TENDRE POISON ~優しい毒~
◆午後1時の嫉妬◆
◆◆◆◆◆◆◆◆
「いってらっしゃーい」
鬼頭が笑顔で送り出してくれた。
それを思うとちょっと嬉しくなる。家に誰かいて、自分を送り出してくれるのって慣れないからくすぐったくもあり、思った以上にいいことなんだな、と実感する。

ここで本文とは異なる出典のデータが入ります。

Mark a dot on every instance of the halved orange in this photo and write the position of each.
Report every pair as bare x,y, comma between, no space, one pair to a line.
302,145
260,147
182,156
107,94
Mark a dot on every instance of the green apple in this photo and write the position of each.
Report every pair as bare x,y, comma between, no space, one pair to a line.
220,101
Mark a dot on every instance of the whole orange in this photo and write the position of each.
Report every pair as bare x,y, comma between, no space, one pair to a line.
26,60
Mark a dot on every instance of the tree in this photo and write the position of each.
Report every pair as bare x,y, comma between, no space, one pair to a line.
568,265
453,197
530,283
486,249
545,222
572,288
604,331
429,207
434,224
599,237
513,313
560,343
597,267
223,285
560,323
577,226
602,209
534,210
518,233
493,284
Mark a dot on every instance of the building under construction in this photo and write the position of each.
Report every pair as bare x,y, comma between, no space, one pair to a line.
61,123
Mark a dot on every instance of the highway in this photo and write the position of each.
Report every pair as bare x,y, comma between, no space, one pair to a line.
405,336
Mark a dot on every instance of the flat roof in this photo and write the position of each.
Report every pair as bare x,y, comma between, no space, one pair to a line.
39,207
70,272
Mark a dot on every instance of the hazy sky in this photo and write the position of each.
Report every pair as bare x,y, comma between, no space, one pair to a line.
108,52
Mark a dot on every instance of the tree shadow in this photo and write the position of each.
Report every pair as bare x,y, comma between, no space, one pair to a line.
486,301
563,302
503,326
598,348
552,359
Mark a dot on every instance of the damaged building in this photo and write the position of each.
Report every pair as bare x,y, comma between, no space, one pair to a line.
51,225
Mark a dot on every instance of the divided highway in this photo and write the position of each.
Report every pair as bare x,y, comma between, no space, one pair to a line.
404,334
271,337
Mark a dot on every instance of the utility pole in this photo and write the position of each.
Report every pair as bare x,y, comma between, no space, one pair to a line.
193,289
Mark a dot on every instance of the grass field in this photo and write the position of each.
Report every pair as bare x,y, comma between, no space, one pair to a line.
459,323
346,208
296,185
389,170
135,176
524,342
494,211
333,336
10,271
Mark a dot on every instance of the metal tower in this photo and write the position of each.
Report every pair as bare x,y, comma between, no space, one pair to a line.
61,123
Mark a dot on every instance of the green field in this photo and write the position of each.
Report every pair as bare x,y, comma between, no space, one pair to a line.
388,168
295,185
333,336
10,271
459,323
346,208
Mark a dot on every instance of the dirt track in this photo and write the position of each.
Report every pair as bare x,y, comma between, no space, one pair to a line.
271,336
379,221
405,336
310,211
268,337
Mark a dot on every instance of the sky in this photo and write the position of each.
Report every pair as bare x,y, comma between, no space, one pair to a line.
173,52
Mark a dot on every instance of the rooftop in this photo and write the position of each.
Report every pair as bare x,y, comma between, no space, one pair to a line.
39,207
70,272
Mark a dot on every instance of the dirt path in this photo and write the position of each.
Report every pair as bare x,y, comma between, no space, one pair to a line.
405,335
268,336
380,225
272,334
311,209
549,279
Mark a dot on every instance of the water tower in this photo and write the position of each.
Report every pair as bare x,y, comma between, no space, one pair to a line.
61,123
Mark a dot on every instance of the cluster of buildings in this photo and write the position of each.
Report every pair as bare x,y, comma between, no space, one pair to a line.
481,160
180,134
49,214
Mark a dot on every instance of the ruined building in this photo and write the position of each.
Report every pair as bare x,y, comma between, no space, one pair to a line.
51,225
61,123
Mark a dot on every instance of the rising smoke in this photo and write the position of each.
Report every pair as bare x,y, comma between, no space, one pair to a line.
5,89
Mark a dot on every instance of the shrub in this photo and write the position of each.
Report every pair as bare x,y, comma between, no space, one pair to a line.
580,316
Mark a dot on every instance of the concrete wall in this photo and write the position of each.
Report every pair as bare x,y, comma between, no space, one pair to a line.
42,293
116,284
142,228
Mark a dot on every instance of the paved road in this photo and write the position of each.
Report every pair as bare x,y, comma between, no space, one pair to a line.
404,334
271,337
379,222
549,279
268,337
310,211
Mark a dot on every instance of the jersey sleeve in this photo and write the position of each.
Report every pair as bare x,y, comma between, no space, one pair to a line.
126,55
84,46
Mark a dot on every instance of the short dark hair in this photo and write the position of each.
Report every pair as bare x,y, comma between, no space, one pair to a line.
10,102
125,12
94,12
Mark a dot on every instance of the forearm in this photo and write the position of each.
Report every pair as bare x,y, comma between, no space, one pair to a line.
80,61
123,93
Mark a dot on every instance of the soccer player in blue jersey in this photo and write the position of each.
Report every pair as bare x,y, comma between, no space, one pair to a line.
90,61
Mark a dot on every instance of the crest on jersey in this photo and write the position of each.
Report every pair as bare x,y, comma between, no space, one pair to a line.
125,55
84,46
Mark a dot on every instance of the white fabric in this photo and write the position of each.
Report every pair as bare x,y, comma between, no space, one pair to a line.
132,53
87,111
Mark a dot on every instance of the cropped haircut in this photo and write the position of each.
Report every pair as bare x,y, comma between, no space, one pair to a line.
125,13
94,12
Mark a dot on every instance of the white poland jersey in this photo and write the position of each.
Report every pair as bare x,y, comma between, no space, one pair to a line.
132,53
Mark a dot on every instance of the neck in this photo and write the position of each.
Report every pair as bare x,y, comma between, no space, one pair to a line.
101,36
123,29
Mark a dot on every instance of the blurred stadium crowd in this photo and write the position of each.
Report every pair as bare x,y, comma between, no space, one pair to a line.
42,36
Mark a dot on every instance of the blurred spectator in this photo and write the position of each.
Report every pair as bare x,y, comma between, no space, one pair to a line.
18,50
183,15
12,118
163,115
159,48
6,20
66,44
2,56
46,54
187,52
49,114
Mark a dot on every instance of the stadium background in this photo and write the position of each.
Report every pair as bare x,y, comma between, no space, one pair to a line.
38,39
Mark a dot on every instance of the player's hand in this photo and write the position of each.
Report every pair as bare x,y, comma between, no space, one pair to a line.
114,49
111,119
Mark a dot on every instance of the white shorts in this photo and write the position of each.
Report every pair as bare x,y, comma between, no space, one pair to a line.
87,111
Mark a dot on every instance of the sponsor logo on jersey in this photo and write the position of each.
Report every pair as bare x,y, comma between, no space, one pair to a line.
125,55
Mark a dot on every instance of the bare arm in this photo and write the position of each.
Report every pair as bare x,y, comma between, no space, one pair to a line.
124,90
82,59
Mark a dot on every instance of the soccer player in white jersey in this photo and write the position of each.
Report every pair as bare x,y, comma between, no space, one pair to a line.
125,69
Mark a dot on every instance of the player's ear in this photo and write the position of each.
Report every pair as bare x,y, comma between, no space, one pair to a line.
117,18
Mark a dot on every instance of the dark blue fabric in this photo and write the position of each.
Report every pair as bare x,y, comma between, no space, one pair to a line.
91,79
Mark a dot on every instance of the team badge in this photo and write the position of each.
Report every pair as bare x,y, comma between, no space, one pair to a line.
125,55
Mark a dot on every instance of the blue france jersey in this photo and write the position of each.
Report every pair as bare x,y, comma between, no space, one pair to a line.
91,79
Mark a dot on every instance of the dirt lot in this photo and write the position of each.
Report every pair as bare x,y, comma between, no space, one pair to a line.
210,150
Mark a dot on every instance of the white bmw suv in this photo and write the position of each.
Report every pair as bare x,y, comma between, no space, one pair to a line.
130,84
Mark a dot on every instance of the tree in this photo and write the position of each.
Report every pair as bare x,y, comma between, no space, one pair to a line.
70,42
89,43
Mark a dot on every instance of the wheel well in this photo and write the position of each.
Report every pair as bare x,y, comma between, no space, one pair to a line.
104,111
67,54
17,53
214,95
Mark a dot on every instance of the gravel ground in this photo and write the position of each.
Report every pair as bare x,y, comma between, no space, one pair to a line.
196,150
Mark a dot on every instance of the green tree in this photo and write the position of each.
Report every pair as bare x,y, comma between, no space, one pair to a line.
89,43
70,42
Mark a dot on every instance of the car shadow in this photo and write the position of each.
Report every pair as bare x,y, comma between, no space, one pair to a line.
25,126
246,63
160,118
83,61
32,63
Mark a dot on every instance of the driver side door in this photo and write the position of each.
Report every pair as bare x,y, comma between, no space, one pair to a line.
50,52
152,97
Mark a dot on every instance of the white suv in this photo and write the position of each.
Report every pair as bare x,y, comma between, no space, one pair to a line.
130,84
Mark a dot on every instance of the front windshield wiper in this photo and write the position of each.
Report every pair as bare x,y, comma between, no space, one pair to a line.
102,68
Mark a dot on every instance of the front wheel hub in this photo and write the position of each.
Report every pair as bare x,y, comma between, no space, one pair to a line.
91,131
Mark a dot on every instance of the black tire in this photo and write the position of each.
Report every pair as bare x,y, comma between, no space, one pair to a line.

上機嫌で学校に着いたものの、職員室では昨日の事件の話で噂が持ちきりだった。
僕が職員室に一歩足を踏み入れると、噂をしていた先生たちがぴたりと話をやめ僕のほうを一斉に見る。
「また生徒が……?」
「今度は一年の鬼頭ですよ」
「去年は神代先生が受け持ってた楠だったでしょ?神代先生も災難ですよね」
ひそひそと話し声が聞こえる。
痛いほどの視線を感じながら、僕は自分の机に落ち着いた。
「あ、先生。おはようございま~す」
和田先生がいつもの調子で挨拶してきた。そのことにちょっとほっとする。
「おはようございます」
和田先生は僕の後ろに位置する机に鞄を置くと、椅子を引き寄せて僕の隣にきた。
「鬼頭、大丈夫でした?」
「え?」
「神代先生、病院までついていったんでしょう?」
「え、ええ。少し縫うことにはなりましたけど、傷跡は残らないみたいです」
「良かったですねぇ」和田先生は彼なりに心配していたのだろう。ほっと安堵した様子で胸を撫で下ろした。
「あの……鬼頭を怪我させた女生徒は……」
ずっと気になってはいた。彼女らがどうなったのか。
「いやまぁ、三年ですし。受験シーズンでしょ?それに鬼頭にも非があったわけで……。事故ということで厳重注意で終わりましたよ」
「そう……ですか」
鬼頭には何も非がない。
悪いのは僕だ。
僕は自分自身を罰しなければならない。そんな気がしてならないんだ。